Joseph Delteil (1894-1978) contribua largement à l’édification de sa propre légende. Et tout ce qui pouvait être dit, écrit et montré sur son personnage, en matière d’hagiographies et d’hommages, l’a été. Pour le reste, c’est-à-dire l’essentiel, « je lègue mon œuvre à mes amis », écrit-il à la dernière page de La Deltheillerie. De fait, on redécouvre aujourd’hui les livres de cet écrivain inclassable qui connut, dans les années vingt, une période d’intense création et de succès mêlé de scandale.

Delteil

 

Il est alors parisien, membre du groupe surréaliste, encensé puis évincé au moment où il livre au public sa Jeanne d’Arc (1925). Cette « biographie passionnée » déclenche contre lui une véritable cabale. Il quitte la capitale pour des raisons de santé en 1931, aux côtés de Caroline Dudley, la productrice de La Revue Nègre avec Josephine Baker.

En 1937, il s’installe à la Tuilerie de Massane, une vieille demeure de Grabels (Hérault) où il mènera une vie d’écrivain-vigneron recevant de nombreux amis, célèbres ou anonymes. Joseph Delteil a manifesté un constant intérêt pour des personnages de dimension nationale ou universelle, pour des figures mythiques ou saintes. Lui qui dit avoir « la tête épique », affirme par son œuvre la permanence d’un genre que l’on voulait condamné dans le contexte historique et littéraire du XXème siècle. Loin de se conformer aux modèles classiques, son épopée s’affiche par ses audaces et sa modernité.
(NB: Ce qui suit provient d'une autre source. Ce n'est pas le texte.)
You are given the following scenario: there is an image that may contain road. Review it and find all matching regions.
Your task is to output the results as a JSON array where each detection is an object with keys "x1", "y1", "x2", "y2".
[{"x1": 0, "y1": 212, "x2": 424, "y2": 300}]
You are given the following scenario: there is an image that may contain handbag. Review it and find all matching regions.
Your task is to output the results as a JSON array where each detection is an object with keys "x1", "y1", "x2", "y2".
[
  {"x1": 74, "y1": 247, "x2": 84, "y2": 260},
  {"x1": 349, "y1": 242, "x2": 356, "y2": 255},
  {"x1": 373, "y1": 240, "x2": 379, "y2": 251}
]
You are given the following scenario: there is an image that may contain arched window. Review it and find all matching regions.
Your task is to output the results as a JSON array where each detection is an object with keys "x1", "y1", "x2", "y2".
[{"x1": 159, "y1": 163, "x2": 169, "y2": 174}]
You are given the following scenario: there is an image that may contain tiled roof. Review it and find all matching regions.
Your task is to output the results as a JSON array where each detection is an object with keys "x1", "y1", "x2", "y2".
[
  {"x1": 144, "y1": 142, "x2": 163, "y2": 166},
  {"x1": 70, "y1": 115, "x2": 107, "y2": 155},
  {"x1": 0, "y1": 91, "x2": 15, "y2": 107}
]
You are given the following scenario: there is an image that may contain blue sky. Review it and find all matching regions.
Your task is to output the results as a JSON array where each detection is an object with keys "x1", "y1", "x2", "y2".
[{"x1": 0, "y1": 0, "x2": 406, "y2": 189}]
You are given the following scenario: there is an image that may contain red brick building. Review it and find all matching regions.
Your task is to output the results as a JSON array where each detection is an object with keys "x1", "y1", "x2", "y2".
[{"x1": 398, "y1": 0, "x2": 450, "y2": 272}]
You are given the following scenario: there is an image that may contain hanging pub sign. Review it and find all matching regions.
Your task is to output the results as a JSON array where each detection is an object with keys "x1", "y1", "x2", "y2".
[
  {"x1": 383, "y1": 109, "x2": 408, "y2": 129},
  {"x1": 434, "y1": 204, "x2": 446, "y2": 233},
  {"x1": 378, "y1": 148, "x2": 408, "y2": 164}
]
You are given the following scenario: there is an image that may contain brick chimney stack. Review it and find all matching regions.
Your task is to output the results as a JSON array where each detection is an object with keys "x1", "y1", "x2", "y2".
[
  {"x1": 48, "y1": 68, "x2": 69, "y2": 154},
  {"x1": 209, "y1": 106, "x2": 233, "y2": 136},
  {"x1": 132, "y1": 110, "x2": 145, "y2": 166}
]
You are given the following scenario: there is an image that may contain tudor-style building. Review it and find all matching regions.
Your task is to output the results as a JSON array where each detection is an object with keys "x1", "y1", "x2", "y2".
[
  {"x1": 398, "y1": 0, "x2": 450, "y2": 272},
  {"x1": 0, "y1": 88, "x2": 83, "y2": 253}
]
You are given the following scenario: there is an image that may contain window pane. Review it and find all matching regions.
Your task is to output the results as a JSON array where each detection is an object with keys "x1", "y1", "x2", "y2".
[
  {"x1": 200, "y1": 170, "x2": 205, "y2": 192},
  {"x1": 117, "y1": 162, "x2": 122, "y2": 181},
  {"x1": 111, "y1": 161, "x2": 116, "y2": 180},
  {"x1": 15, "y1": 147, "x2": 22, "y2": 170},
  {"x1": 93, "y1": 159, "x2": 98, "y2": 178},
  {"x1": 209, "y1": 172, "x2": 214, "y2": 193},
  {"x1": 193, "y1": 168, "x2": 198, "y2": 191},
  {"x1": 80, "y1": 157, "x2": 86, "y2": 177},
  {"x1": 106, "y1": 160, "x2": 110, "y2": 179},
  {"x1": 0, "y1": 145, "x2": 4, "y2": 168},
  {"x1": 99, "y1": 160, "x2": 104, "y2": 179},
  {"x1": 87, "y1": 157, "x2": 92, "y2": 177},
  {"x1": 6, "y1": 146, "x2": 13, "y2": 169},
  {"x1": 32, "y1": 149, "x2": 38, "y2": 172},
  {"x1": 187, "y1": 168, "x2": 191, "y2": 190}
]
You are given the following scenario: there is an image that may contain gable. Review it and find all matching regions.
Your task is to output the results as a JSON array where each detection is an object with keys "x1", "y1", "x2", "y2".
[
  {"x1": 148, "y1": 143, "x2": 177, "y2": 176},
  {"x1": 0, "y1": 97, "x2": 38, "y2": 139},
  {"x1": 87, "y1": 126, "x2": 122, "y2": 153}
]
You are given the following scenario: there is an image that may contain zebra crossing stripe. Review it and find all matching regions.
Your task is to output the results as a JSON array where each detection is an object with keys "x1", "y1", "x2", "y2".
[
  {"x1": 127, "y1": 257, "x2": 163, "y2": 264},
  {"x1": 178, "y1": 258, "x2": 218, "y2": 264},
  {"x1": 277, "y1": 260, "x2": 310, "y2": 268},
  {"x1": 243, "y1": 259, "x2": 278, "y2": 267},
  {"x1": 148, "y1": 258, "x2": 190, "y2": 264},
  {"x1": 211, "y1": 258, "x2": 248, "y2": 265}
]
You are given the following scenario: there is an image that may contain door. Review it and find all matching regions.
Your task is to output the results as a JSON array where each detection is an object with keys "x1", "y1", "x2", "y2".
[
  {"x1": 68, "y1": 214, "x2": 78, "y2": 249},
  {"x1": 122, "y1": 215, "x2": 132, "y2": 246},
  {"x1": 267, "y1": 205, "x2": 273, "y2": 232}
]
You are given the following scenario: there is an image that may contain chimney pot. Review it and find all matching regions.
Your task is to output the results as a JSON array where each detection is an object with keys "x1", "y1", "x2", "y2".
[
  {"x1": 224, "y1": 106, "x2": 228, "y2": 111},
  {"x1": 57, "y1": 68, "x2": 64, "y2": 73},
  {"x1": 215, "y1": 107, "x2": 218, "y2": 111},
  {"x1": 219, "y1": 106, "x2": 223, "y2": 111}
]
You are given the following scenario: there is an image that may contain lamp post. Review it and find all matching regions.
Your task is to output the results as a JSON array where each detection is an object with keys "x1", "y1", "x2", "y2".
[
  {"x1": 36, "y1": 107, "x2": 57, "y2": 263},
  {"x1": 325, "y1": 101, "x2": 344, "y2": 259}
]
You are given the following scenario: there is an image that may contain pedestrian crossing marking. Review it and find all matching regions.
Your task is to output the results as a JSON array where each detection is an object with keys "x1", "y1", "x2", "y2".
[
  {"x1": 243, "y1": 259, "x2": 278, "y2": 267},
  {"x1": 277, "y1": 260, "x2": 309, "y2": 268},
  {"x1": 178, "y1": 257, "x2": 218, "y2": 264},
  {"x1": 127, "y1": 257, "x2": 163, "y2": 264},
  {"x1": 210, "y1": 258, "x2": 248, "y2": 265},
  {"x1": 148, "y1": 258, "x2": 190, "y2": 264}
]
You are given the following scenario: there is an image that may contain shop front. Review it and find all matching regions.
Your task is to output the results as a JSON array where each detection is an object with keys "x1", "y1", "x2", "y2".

Son écriture unique, enracinée en terre occitane et nourrie de références littéraires multiples, laisse pourtant, comme il se doit dans l’épopée, la première place au conteur et à l’oralité. À travers son œuvre, Delteil livre une vision de l’homme et du cosmos où la recherche de l’harmonie et l’exaltation du rêve poussent l’individu à la conquête du monde.